Fermetures administratives, chute abyssale du chiffre d'affaires, mesures d'urgence, nouvelles offres commerciales, numérisation, télétravail... dans une vaste enquête menée auprès de 50.000 dirigeants, l'Insee dresse un panorama instructif des conséquences de la pandémie sur l'activité et l'organisation des entreprises depuis le premier confinement.La propagation du virus a bousculé profondément l'organisation de milliers d'entreprises en France. En seulement quelques jours, beaucoup de dirigeants ont dû baisser le rideau de leur société et des millions de salariés ont basculé en travail à distance, souvent dans la précipitation et l'impréparation. Dans une étude publiée ce jeudi 10 décembre, l'Insee revient en détail sur les répercussions importantes du confinement sur l'activité au travers d'une large enquête réalisée à l'automne auprès de 50.000 entreprises. "Un tiers des sociétés a fermé pendant le premier confinement. Une minorité de sociétés a alterné entre des ouvertures et des fermetures. Les résultats de l'enquête sont une photographie à l'automne. Si on refaisait l'enquête maintenant, les résultats seraient encore différents", a expliqué Sylvain Moreau, directeur des statistiques d'entreprises à l'institut public lors d'un point presse.
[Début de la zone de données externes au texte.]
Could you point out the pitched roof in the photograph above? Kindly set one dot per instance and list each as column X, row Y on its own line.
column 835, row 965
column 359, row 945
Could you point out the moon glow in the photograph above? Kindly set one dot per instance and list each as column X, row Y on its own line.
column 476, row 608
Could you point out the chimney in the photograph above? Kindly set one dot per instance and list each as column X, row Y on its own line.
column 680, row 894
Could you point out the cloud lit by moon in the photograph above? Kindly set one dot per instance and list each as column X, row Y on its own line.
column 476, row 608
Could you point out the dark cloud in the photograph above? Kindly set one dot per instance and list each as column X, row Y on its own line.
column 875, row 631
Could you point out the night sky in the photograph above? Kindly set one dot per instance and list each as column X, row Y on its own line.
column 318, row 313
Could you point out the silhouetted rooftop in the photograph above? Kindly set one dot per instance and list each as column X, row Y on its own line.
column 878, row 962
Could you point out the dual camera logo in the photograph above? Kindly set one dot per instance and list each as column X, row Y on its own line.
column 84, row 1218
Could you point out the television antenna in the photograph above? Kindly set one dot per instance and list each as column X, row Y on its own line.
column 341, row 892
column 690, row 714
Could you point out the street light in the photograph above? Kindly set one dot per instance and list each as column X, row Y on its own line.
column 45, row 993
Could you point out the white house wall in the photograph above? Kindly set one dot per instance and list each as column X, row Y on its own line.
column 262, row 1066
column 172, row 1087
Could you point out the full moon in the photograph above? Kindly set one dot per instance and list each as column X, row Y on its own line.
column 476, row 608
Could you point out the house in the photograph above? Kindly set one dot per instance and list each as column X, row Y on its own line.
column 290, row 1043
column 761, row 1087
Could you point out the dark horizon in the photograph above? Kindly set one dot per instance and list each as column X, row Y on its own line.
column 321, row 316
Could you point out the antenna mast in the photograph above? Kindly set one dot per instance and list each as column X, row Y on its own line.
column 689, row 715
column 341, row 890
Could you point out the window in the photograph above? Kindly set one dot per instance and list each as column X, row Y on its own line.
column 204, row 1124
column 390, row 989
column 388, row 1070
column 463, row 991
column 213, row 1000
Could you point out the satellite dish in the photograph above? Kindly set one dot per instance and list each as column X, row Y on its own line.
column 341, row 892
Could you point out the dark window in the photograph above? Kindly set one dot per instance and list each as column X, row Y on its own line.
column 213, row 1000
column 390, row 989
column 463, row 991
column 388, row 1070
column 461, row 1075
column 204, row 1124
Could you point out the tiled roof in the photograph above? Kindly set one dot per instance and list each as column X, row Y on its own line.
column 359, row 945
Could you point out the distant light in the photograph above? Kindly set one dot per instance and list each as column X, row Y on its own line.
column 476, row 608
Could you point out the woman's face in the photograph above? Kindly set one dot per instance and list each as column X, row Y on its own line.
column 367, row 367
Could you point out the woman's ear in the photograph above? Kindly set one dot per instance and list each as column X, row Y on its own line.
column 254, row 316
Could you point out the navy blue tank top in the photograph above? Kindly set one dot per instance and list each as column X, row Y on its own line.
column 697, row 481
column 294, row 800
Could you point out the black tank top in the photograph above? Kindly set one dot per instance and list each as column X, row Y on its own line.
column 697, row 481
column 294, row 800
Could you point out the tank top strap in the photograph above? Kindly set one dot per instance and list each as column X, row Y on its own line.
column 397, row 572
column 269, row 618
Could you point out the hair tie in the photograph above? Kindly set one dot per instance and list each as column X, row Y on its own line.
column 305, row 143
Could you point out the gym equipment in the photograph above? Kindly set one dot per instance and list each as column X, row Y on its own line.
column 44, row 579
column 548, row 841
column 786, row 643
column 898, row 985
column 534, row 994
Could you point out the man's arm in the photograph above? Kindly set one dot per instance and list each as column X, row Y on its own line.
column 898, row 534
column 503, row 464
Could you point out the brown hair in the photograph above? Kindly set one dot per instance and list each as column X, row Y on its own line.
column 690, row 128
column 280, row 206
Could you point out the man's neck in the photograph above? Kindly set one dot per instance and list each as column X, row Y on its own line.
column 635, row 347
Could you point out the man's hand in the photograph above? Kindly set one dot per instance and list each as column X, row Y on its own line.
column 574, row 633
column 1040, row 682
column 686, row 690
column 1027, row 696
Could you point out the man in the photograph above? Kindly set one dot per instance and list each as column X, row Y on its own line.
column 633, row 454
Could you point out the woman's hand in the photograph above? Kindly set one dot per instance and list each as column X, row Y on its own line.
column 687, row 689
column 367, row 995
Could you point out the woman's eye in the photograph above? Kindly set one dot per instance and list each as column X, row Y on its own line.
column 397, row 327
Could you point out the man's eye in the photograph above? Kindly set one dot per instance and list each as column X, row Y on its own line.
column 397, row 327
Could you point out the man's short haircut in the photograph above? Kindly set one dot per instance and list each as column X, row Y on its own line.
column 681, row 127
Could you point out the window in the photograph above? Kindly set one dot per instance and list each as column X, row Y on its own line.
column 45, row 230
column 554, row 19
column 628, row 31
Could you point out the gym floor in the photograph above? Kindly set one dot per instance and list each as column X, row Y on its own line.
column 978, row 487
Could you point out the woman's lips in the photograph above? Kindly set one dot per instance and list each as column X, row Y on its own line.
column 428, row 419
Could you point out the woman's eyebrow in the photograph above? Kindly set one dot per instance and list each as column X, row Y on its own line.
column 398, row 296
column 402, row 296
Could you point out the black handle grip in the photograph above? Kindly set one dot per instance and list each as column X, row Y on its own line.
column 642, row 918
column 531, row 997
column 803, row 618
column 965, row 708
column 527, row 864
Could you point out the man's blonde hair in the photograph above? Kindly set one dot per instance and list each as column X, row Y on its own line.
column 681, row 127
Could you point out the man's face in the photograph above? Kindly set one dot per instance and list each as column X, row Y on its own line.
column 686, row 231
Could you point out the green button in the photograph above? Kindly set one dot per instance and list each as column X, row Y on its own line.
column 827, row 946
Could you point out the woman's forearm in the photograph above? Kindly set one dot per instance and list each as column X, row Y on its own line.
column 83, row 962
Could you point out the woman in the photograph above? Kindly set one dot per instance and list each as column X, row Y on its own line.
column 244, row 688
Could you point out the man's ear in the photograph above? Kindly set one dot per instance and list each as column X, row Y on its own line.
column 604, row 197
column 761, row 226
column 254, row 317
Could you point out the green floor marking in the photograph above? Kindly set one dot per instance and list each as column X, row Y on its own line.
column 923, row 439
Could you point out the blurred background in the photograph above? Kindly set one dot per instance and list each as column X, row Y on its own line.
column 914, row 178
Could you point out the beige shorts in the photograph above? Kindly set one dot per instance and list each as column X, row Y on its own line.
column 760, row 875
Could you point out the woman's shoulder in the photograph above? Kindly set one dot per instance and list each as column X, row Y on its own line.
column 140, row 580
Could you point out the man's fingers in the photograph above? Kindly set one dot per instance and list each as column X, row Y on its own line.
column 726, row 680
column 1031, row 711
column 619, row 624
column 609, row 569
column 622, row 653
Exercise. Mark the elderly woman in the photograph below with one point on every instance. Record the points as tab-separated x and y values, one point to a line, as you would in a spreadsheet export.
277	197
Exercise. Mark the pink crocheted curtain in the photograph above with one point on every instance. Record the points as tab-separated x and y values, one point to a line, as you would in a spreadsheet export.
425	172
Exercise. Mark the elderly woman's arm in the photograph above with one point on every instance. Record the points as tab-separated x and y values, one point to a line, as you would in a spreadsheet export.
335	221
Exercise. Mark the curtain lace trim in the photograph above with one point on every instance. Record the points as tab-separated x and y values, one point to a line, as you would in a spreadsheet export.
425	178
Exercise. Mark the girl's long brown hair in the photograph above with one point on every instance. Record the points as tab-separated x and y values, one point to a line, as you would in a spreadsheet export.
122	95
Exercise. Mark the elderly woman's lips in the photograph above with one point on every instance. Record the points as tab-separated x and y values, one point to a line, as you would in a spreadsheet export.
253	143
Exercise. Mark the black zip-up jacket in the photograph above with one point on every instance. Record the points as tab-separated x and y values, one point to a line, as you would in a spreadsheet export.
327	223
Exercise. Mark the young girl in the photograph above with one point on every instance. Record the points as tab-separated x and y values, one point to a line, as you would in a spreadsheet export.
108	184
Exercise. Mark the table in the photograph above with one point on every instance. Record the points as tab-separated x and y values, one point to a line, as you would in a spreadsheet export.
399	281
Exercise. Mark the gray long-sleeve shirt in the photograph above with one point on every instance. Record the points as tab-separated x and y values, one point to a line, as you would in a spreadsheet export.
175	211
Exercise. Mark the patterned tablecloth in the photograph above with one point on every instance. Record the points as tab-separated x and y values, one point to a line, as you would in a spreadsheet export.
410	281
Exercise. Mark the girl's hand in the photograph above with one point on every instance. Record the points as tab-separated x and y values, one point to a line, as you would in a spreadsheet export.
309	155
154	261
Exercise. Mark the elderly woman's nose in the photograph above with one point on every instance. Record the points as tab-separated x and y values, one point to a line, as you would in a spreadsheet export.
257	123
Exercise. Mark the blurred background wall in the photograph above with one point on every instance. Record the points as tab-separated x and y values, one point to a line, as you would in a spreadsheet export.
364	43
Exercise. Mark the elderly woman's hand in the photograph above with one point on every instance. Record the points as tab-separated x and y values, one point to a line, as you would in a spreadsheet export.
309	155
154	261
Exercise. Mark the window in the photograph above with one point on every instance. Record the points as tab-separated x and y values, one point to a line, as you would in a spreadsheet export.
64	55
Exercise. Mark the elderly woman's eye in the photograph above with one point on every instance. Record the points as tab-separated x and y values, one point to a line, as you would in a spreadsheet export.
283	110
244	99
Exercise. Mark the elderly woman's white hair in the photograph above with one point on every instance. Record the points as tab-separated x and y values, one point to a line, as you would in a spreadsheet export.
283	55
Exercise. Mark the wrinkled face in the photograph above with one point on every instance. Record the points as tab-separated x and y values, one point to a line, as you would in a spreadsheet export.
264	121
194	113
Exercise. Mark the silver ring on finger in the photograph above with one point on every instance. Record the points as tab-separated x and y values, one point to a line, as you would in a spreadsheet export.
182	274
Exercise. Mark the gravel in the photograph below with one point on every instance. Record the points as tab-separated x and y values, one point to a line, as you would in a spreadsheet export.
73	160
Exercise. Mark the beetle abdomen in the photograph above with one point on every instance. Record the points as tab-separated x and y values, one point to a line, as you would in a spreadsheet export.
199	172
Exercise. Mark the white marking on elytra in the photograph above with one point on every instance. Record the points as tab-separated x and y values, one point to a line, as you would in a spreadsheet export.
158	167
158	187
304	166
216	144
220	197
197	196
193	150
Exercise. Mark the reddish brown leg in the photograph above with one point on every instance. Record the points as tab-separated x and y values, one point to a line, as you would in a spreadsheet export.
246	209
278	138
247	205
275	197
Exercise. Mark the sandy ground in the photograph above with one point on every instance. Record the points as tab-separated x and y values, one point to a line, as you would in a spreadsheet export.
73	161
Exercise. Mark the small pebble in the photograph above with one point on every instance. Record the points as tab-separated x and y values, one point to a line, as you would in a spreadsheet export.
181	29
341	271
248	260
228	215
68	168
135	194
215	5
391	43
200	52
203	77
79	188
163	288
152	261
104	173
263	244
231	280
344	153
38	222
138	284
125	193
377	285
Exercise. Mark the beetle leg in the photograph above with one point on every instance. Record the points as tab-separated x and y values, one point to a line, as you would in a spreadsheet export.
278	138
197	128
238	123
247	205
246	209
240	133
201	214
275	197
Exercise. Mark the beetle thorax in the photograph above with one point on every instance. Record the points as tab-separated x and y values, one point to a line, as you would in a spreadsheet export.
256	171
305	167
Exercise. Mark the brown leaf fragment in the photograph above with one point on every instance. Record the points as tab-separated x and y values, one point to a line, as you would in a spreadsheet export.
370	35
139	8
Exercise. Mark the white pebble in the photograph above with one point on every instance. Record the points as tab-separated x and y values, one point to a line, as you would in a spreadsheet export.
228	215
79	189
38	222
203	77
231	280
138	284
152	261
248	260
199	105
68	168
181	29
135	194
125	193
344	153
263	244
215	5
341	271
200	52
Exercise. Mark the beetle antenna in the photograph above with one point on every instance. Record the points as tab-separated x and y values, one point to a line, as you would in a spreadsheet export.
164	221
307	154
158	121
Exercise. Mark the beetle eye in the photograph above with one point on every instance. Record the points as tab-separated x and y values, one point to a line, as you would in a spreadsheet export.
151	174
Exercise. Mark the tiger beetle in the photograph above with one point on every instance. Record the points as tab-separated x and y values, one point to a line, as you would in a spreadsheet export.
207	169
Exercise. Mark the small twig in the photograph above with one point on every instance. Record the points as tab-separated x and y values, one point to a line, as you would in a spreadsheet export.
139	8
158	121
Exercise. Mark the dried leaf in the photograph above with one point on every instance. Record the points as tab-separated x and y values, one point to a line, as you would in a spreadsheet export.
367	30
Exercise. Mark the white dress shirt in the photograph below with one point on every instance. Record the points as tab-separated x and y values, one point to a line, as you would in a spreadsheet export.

La dégradation de la situation sanitaire à l'automne et la saturation des services de santé ont obligé le gouvernement à mettre en oeuvre de nouvelles mesures de restriction (couvre-feu, confinement, limitation des déplacements) qui devraient avoir un impact moins sévère que le premier confinement du printemps. Beaucoup d'entreprises se sont adaptées en développant par exemple le click and collect, et les salariés avaient déjà eu l'expérience du télétravail. Cet "effet d'apprentissage" devrait limiter les dégâts sur l'économie au dernier trimestre.
Les petites entreprises plus touchées par les fermetures
La mise sous cloche de l'économie tricolore n'a pas eu les mêmes conséquences selon la taille et le secteur des entreprises. En effet, les fermetures ont principalement concerné les établissements de moins de 50 salariés (36% contre 20% pour les entreprises de plus de 50 salariés). Le contraste est encore plus saisissant pour les firmes de plus de 250 salariés. Ainsi, seules 13% d'entre elles ont connu des fermetures.